KUALA LUMPUR: Opposition lawmakers have lambasted Prime Minister Datuk Seri Najib Razak for not tabling revisions to Budget 2015 in Parliament, claiming that his decision to make the announcements at an event in which Pakatan Rakyat Members of Parliaments (MPs) were excluded demonstrated his “utter contempt” for the highest legislative body in the country.
“In today’s (yesterday’s) budget revision announcement, Datuk Seri Najib Razak unilaterally revised the Malaysian budget and significantly changed the use of government funds, which was approved by Parliament at the end of November last year,” said DAP national publicity secretary Tony Pua in a statement yesterday.
“The fact that Parliament passed the government budget and expenditure by law via a Supply Bill matters little to the Prime Minister, who has decided that he can change the will of the Parliament as he pleases.
“Instead of being answerable to Parliament, Najib made the announcement in a hall of invited guests comprising diplomats, the business community, non-governmental organisations as well as MPs from Barisan Nasional (BN). Pakatan MPs were completely ignored on such an important government decision,” said Pua.
He added that the manner in which Najib had announced the revisions to the budget left MPs with absolutely no avenue to debate and decide on the changes made by Najib on the budget.
“It also proved the BN government’s utter contempt and disdain for the parliamentary institution, whose sole role is to rubber-stamp the decisions of the dictatorial executive,” said Pua.
The outspoken MP also said Najib had taken “the easy way out” by deflecting the economic situation squarely on external factors such as falling crude oil prices and its consequent impact on the ringgit, which were beyond the government’s control.
While Pua acknowledged that the Prime Minister was spot on to emphasise and prioritise an “orderly financial market” as well as the need for the return of a stable currency, he said Najib “had failed to address the local and international financial communities’ concern about the RM42 billion debt load of 1Malaysia Development Bhd (1MDB)”.
“The failure of the troubled investment firm to repay a RM2 billion loan in November 2014 has also hit 1MDB’s bonds and fuelled investors’ concerns about Malaysia’s economy.
“The ominous omission of 1MDB’s debt crisis will certainly not lend any confidence to the financial markets on the government’s ability to ensure an ‘orderly financial market’, meet its revised budget commitments and the 3.2% deficit target,” Pua added.

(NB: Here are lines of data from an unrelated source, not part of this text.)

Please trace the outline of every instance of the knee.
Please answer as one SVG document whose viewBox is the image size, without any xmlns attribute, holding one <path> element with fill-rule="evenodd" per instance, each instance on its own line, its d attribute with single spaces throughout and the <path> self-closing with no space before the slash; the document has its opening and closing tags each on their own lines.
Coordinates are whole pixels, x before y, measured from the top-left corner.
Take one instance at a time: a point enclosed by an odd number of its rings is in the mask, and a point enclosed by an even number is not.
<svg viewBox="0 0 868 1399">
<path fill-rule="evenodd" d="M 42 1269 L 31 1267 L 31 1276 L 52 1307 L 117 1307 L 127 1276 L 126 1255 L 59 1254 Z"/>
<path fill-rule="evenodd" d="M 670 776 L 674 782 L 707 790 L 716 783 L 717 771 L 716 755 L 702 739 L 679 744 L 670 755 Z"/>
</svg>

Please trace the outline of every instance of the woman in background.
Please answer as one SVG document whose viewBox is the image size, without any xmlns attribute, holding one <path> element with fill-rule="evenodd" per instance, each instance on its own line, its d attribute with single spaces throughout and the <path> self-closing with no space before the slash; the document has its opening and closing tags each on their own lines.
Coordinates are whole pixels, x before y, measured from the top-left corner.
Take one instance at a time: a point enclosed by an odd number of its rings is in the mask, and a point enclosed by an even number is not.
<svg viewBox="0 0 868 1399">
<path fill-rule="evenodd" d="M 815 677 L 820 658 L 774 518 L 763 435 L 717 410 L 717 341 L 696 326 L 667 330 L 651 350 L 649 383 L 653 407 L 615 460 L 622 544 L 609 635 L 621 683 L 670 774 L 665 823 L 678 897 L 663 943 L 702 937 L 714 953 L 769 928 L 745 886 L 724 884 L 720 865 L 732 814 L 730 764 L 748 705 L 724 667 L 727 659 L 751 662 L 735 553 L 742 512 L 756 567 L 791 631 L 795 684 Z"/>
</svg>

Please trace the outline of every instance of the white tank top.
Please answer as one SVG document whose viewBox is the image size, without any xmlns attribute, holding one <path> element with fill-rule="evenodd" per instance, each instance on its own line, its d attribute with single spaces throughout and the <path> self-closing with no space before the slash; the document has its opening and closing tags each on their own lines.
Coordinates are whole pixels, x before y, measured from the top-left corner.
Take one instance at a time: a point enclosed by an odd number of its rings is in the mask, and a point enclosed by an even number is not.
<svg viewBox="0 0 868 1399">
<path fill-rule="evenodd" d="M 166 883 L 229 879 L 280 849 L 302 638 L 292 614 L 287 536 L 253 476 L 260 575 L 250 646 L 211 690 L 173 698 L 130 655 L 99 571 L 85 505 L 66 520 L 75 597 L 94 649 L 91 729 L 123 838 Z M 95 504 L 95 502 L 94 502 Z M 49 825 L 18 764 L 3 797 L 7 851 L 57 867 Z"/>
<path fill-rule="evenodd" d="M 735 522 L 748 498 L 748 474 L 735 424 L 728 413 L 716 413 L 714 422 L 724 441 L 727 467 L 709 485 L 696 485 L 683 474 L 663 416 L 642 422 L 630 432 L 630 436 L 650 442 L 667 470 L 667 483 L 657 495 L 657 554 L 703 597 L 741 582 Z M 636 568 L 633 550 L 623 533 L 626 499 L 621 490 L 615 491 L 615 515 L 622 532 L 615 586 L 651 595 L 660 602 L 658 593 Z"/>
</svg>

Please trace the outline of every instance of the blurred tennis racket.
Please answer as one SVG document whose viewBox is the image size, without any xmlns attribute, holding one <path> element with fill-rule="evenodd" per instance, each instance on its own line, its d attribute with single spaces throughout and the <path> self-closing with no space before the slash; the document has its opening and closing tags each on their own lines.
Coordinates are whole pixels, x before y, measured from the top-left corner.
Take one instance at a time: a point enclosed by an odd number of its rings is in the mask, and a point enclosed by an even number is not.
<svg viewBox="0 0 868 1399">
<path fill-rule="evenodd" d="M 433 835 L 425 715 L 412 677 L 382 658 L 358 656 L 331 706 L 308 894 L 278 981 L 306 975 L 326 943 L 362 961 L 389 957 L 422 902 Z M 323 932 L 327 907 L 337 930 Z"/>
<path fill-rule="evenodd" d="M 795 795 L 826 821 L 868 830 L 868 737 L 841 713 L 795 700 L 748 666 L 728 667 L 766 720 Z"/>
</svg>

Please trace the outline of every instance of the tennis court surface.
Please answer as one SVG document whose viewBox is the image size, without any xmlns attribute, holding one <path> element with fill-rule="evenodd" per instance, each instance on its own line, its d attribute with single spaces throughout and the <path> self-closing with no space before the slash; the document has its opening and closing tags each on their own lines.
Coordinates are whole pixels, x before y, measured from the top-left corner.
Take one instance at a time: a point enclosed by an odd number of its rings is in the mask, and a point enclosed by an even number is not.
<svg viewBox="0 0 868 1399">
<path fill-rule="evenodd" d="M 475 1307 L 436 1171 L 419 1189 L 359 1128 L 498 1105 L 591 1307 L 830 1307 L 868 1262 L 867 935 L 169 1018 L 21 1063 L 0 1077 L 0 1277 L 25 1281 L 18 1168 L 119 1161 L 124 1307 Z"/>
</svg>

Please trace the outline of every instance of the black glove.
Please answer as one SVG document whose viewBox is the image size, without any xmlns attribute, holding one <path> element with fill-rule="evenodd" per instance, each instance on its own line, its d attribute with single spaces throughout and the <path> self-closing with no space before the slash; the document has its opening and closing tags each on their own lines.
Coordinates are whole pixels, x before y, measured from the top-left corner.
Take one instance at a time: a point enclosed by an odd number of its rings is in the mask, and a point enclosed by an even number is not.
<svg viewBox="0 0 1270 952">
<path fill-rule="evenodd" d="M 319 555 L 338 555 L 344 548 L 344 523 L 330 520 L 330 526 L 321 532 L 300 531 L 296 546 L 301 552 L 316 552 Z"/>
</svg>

Kelana Jaya MP Wong Chen, when contacted, also expressed disappointment over Najib’s revision of Budget 2015 as he opined that the latter should have formed an economic council consisting of experts — senior economists, the central bank, Petroliam Nasional Bhd, as well as MPs from BN and the opposition — to look into the current economic developments and the government’s financial position before making the adjustments to the budget.
PKR secretary-general Rafizi Ramli, who is also Pandan MP, pointed out that “one thing blatantly missing” from Najib’s speech was the government’s response to the plummeting ringgit.
“All regional currencies have weakened compared to the dollar, but the ringgit is the worst-performing currency in 2014. At the rate the ringgit is weakening, we will reach RM3.70 very soon,” Rafizi warned, adding that “this means that we would be at the same level that the ringgit was in 1997/98”.
“The continuous weakening ringgit will begin to impact the daily lives of the rakyat through more expensive imports,” he said.
In contrast, Minister in the Prime Minister’s Department Datuk Seri Abdul Wahid Omar felt that Najib had managed to address the country’s economic and financial situation through the revisions announced yesterday.
The strategies put in place by the government will be able to reduce the deficit from 3.5% to 3.2%. This, in addition to a current account surplus, albeit a reduced one, is already “a good thing”, said Abdul Wahid.
He stressed that there is no issue of the country being hit by a twin deficit, a situation in which a country registers not just a fiscal deficit, but also a deficit in its current account.
Hence, Abdul Wahid felt it is unlikely for international rating agencies to downgrade the country’s ratings.
This article first appeared in The Edge Financial Daily, on January 21, 2015.